El debate sobre si utilizar Bitcoin como treasury asset mediante custodia directa o instrumentos financieros tradicionales ha alcanzado una madurez institucional sin precedentes. Mientras los ETFs ofrecen una vía de acceso simplificada para entidades con restricciones operativas, la propiedad directa del activo digital ofrece ventajas estructurales en términos de liquidación y soberanía financiera. Esta tesis sostiene que la tenencia directa es superior para las empresas que buscan integrar el activo en su arquitectura técnica y financiera a largo plazo.
Muchos analistas institucionales defienden que los fondos cotizados son la opción óptima por su cumplimiento regulatorio inmediato. Sin embargo, esta postura ignora la eliminación del riesgo de contraparte que solo se logra mediante la autocustodia o el control de claves privadas. La evolución normativa, específicamente los nuevos estándares FASB, permite ahora que las empresas reporten sus tenencias a valor de mercado, eliminando la asimetría contable anterior que penalizaba la posesión directa del activo.
La soberanía financiera frente a la conveniencia del papel
La distinción entre poseer el activo y poseer un derecho sobre el activo no es trivial en la arquitectura de bitcoin. Un ETF representa una exposición al precio, pero introduce capas de intermediación que pueden comprometer la disponibilidad inmediata de liquidez en escenarios de estrés sistémico. Las empresas que optan por la compra directa, como evidencia el hecho de que Strategy reportó ganancias sustanciales la semana pasada, buscan capitalizar la escasez digital sin depender de las ventanas operativas del mercado tradicional.
El análisis diferencial de este modelo radica en la capacidad de utilizar el activo como colateral directo en protocolos financieros sin pasar por la liquidación de participaciones del fondo. Mientras un ETF está sujeto a los horarios de las bolsas de valores, el activo en custodia propia opera bajo una finalidad de liquidación de red. Documentos como el prospecto de BlackRock detallan las comisiones de gestión que, aunque bajas, erosionan el rendimiento compuesto del tesoro en comparaciones de décadas.
Las tesorerías corporativas modernas deben evaluar si la simplicidad de un ticket de bolsa compensa la pérdida de programabilidad. Al poseer el activo en el balance, una compañía puede ejecutar pagos globales o gestionar riesgos de liquidez instantáneos sin intervención de custodios centralizados. Este cambio de paradigma requiere una infraestructura interna robusta, pero garantiza que el control del capital permanezca en la entidad y no en un administrador de activos externo propenso a riesgos regulatorios.
Comparativa de modelos y el peso de la infraestructura
Históricamente, el ciclo de 2020 vio a pioneros como Tesla o Square adquirir el activo de forma directa ante la ausencia de ETFs regulados en Estados Unidos. La llegada de los fondos en 2024 ha creado una bifurcación: empresas de software y minería mantienen el activo, mientras que las financieras prefieren el ETF. Por ejemplo, American Bitcoin alcanzó 6.500 BTC para fortalecer su balance, demostrando que la integración vertical entre operación y tesorería es más eficiente sin intermediarios.

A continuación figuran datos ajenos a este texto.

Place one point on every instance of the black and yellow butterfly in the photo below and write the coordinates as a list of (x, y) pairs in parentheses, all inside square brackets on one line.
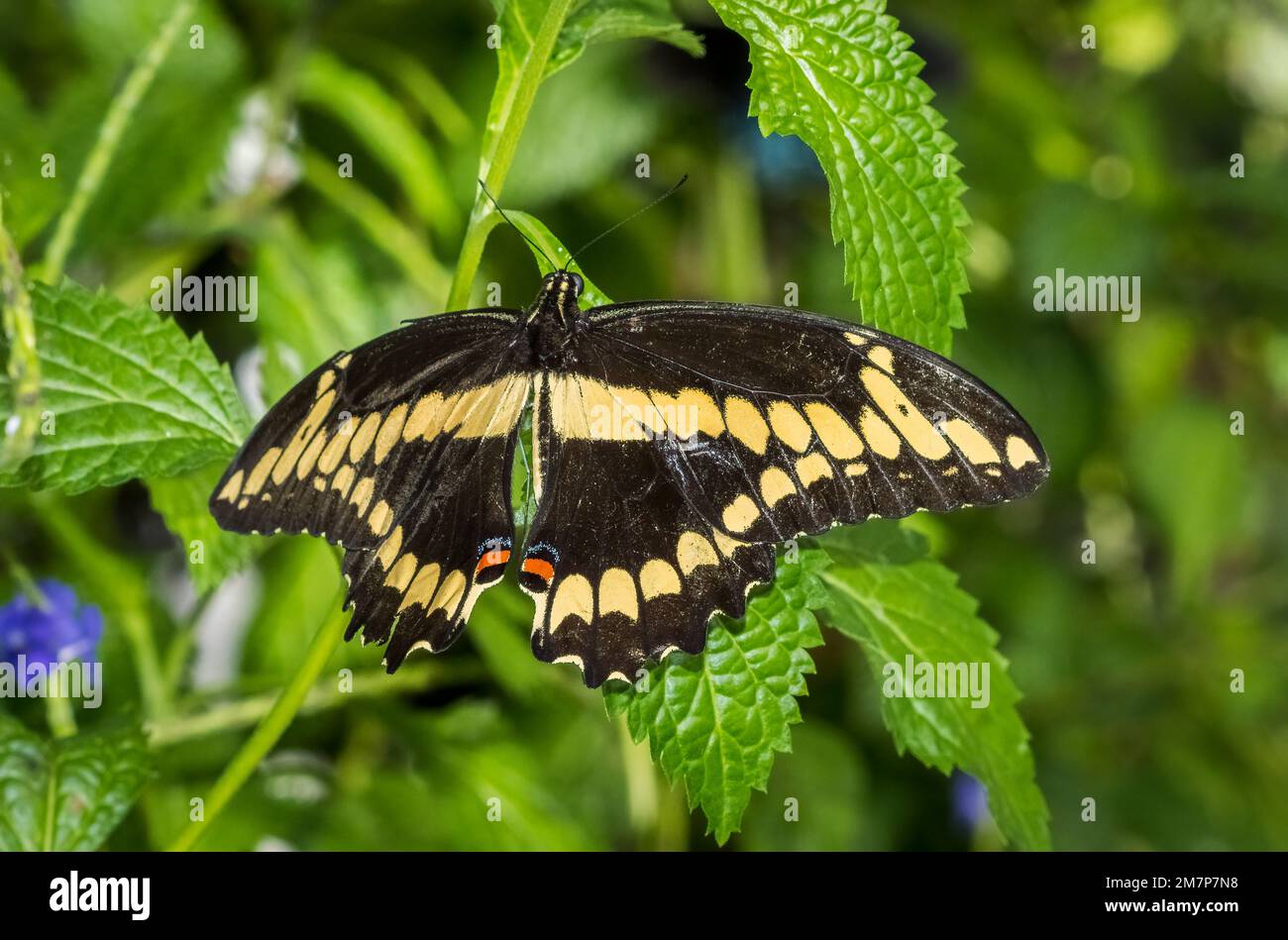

Quienes defienden los ETFs argumentan que la complejidad técnica de la custodia es un riesgo operativo inaceptable para una junta directiva promedio. Tienen razón en que la pérdida de claves privadas es irreversible y podría invalidar la tesis de seguridad si no existen procesos de gobernanza internos. No obstante, informes de firmas como PwC sobre tesorería indican que las soluciones de custodia institucional han madurado lo suficiente para mitigar estos riesgos técnicos eficazmente.
¿Es posible que la custodia directa sea un error para empresas no tecnológicas?
Bajo condiciones de alta volatilidad y falta de personal capacitado, un ETF es una herramienta de exposición prudente. Sin embargo, para la optimización de un balance global, la custodia propia ofrece una resiliencia que un producto derivado no puede igualar. La soberanía absoluta sobre los activos de reserva permite a las empresas operar fuera de los límites fiduciarios tradicionales cuando la infraestructura bancaria presenta fallos o demoras.
Si el volumen de tenencias directas en empresas que no son de minería crece más del 15% anual tras la implementación de la norma ASU 2023-08, se confirmará que la ventaja contable impulsa la soberanía. De lo contrario, si el crecimiento se estanca frente al volumen de los ETFs, la conveniencia operativa habrá triunfado sobre la pureza técnica del activo. El mercado decidirá si prefiere la seguridad del control directo o la comodidad de la intermediación regulada.
Este artículo es informativo y no constituye asesoramiento financiero.